Rapidly expanding knowledge from neuroscience is, however, giving us increasingly clearer, more powerful understandings of how our brains develop and change in response to our environments, and in particular how central emotion processes are in our brains. For example, we now know that successful psychotherapy, like other kinds of new experience, is associated with changes in brain structure and function, ranging from increases in the size and efficiency of particular neurons to the creation of new neurons (“neurogenesis”). Furthermore, we have now learned quite a bit about how people use their limbic systems (in the midbrain) to rapidly process sensory information via emotion processes. These brain-based emotion processes involve a level of specificity an order of magnitude greater than the old libido and actualization theories, including separate but overlapping systems dealing with separation/loss-fear/sadness-attachment; novelty-curiosity-exploration; noxiousness-disgust-rejection; danger-fear-avoidance; threat-anger-territoriality; etc. All of these emotion processes integrate brain systems that process perceptual information, memory, emotion, autonomic arousal (body), higher cortical processing (cognition), into effective action. I don’t think that we, as either psychodynamic or person-centred therapists, have yet fully embraced this new knowledge to help us understand how therapy works and how to help our clients more effectively. Thus, I propose a fifth bridge, the Bridge of the Emotional Brain, as a path to further exchange and dialogue.

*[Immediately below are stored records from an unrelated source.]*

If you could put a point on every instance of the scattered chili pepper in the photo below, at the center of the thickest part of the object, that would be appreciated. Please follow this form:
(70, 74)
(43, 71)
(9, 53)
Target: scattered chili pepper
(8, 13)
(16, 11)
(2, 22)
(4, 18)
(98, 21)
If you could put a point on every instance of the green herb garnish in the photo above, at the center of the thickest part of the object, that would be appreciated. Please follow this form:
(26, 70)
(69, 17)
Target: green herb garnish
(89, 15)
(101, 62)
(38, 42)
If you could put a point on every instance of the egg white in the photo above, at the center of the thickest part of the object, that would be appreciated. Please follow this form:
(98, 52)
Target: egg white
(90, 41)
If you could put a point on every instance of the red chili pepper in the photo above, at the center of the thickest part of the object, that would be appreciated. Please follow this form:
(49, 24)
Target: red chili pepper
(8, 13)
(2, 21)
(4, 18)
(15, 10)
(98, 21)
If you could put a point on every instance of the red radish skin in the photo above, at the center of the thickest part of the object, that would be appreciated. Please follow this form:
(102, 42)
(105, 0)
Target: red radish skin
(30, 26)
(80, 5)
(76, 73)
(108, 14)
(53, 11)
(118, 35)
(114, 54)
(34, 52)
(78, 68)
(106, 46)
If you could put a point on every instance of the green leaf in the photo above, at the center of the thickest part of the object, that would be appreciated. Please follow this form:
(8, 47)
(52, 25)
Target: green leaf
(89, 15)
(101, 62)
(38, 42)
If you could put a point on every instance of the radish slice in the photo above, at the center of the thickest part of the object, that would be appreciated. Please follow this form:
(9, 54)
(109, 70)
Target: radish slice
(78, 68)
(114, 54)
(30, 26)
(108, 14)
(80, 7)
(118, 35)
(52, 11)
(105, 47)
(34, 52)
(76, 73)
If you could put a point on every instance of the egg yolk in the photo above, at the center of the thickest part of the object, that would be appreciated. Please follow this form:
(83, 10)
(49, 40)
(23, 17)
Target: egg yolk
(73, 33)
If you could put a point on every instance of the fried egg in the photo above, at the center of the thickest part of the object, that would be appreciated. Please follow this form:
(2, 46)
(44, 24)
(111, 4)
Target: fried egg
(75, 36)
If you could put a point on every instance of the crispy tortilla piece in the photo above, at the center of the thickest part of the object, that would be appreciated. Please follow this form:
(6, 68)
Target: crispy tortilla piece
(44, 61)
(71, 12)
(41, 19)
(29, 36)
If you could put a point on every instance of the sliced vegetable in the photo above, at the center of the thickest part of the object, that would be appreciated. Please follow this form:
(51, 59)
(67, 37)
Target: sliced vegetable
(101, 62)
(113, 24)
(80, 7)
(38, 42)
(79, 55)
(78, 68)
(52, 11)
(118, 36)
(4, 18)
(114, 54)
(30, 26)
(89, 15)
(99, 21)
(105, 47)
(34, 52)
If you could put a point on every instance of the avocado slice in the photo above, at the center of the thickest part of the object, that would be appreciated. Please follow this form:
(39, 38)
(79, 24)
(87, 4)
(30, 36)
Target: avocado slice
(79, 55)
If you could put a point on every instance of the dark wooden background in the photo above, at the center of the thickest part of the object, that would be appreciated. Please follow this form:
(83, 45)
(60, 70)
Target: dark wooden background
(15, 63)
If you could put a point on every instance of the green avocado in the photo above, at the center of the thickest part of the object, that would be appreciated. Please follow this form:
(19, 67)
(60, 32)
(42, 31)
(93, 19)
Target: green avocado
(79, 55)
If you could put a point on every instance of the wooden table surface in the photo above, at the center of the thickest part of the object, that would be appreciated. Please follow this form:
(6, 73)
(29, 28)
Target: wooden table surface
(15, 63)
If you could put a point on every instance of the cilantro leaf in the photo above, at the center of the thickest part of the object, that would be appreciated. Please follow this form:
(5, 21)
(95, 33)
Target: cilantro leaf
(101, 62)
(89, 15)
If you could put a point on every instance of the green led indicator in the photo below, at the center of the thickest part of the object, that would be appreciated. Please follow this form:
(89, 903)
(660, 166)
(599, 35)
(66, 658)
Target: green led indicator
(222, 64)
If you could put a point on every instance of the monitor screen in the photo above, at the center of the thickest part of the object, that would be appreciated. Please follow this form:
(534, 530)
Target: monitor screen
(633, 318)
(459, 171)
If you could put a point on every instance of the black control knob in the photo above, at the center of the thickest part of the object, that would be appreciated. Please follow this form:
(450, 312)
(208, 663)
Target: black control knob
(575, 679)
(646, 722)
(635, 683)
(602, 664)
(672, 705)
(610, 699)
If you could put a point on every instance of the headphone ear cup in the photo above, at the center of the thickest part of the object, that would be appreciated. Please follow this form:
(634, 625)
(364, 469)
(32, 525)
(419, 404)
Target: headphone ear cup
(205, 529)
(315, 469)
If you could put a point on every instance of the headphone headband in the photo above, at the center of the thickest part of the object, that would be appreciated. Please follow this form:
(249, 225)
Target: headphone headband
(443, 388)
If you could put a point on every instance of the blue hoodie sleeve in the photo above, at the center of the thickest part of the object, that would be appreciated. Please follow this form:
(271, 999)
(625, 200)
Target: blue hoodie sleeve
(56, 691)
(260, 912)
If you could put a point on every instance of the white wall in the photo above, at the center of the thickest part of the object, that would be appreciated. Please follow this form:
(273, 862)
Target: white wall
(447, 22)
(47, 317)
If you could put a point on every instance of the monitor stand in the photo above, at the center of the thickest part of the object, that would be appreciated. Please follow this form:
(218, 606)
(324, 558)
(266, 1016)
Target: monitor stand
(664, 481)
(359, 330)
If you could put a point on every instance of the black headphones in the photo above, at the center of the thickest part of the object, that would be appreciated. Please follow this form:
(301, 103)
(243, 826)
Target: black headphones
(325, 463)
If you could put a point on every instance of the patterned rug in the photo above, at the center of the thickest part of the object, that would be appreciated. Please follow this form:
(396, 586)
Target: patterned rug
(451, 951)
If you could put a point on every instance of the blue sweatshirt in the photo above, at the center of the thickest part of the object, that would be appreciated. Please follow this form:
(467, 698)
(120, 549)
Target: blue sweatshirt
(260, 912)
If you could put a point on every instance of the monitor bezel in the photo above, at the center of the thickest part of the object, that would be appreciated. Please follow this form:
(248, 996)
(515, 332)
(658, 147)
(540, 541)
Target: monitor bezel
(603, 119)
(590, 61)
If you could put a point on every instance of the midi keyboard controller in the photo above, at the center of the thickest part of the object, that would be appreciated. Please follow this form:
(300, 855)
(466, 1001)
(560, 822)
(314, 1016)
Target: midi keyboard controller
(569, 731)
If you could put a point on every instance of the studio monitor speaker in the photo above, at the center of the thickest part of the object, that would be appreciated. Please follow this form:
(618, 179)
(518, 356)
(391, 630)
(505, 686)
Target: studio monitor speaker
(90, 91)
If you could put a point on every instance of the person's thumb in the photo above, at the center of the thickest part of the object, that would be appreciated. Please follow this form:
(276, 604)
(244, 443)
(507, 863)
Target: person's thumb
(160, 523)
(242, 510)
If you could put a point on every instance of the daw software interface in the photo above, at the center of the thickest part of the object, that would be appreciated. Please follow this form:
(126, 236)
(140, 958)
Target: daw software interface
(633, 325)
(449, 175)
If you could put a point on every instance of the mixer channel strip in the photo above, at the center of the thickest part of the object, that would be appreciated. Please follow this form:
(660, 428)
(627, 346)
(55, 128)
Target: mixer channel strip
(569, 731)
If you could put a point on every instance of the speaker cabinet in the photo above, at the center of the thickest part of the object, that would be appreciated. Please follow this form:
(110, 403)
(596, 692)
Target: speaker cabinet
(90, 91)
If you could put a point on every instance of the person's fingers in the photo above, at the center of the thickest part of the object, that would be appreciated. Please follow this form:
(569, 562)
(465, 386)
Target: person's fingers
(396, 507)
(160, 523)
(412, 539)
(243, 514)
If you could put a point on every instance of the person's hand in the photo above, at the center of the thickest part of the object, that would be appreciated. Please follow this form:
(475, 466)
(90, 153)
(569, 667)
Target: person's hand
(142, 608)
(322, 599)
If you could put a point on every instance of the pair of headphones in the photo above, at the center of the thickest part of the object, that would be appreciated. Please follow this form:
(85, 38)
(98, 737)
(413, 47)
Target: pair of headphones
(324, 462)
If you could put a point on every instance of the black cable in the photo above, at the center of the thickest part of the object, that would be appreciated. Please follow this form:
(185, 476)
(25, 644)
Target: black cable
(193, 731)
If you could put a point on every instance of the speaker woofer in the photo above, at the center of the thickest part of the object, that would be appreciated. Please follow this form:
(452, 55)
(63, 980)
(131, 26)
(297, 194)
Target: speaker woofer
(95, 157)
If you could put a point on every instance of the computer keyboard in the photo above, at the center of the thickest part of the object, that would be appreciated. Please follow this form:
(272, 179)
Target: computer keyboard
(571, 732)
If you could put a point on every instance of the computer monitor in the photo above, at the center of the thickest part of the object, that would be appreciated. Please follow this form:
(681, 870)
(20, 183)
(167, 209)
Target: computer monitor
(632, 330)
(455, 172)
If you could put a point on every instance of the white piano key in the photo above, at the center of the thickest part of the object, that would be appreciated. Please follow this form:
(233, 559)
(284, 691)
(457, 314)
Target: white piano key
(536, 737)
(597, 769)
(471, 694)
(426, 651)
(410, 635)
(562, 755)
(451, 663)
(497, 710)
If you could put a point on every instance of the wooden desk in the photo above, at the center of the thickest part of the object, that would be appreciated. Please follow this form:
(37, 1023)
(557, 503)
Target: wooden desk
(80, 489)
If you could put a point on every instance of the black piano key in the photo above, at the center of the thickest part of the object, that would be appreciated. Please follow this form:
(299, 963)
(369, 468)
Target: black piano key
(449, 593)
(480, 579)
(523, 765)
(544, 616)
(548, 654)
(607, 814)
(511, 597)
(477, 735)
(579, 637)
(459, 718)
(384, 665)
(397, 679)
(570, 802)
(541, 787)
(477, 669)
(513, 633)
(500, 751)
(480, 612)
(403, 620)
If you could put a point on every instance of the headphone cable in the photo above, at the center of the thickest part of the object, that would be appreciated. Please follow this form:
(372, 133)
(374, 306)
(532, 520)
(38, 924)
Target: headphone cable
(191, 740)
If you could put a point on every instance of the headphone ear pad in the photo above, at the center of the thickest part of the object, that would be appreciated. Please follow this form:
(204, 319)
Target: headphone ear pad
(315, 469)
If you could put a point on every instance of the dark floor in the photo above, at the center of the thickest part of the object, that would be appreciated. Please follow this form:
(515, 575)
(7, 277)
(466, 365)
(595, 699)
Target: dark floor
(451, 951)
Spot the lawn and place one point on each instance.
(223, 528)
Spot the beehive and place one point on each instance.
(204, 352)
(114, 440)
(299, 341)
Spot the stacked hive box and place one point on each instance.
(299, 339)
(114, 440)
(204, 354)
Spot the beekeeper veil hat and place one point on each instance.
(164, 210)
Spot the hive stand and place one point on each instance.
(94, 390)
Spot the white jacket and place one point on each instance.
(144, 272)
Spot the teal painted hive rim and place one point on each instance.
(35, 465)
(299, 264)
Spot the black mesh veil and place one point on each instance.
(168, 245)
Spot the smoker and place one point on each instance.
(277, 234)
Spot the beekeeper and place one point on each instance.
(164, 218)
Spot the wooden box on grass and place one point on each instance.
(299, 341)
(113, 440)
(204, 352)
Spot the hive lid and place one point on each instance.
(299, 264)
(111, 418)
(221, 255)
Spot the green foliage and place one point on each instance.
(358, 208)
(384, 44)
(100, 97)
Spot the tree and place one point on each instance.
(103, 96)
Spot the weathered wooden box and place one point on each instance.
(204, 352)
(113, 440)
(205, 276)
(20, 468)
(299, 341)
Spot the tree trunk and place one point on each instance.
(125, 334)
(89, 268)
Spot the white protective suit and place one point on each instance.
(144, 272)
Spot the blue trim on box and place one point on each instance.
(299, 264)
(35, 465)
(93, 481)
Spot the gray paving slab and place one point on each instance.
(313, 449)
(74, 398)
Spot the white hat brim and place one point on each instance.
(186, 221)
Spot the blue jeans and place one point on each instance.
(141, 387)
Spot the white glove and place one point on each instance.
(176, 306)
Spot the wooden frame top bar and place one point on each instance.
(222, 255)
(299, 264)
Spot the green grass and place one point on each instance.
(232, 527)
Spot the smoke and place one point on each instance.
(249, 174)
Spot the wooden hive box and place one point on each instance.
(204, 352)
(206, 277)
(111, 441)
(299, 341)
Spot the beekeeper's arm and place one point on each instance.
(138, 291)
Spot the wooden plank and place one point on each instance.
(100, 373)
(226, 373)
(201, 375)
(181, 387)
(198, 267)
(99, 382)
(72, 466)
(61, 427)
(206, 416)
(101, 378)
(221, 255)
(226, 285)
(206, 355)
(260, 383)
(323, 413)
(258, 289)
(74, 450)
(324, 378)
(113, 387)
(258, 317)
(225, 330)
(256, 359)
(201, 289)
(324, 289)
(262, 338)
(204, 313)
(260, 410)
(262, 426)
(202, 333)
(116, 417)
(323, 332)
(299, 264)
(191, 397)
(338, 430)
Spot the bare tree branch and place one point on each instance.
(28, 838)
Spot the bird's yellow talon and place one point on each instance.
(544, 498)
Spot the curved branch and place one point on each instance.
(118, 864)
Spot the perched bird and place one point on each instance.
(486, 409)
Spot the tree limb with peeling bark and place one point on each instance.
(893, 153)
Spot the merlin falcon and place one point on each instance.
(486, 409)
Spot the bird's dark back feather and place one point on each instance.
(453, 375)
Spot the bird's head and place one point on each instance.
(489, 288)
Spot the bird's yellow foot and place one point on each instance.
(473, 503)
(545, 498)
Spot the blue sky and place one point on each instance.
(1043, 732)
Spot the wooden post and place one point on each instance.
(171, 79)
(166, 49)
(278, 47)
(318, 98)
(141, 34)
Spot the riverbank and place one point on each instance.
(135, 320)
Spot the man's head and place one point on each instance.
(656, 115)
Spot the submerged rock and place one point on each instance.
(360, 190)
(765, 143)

At the present state of development of our two approaches, I think that the most productive stance is not competition or critique but curiosity, questioning, and dialogue. I don’t think that we are ready to come together into a single integrated position, nor do I even think that this would be useful. Instead, for now, I suspect that the most useful meta-position is going to have to be pluralism, by which I mean the acceptance and appreciation of our differences. We are two peoples, living on either side of a river (or several rivers) than run through human experience; from our respective banks, our positions give us sometimes quite different perspectives, and certainly we have cultivated different perception and resources for helping people. But to be connected by a useful set of bridges that bring us into commerce and dialogue with each other, this seems to be the best place for us to locate ourselves for now.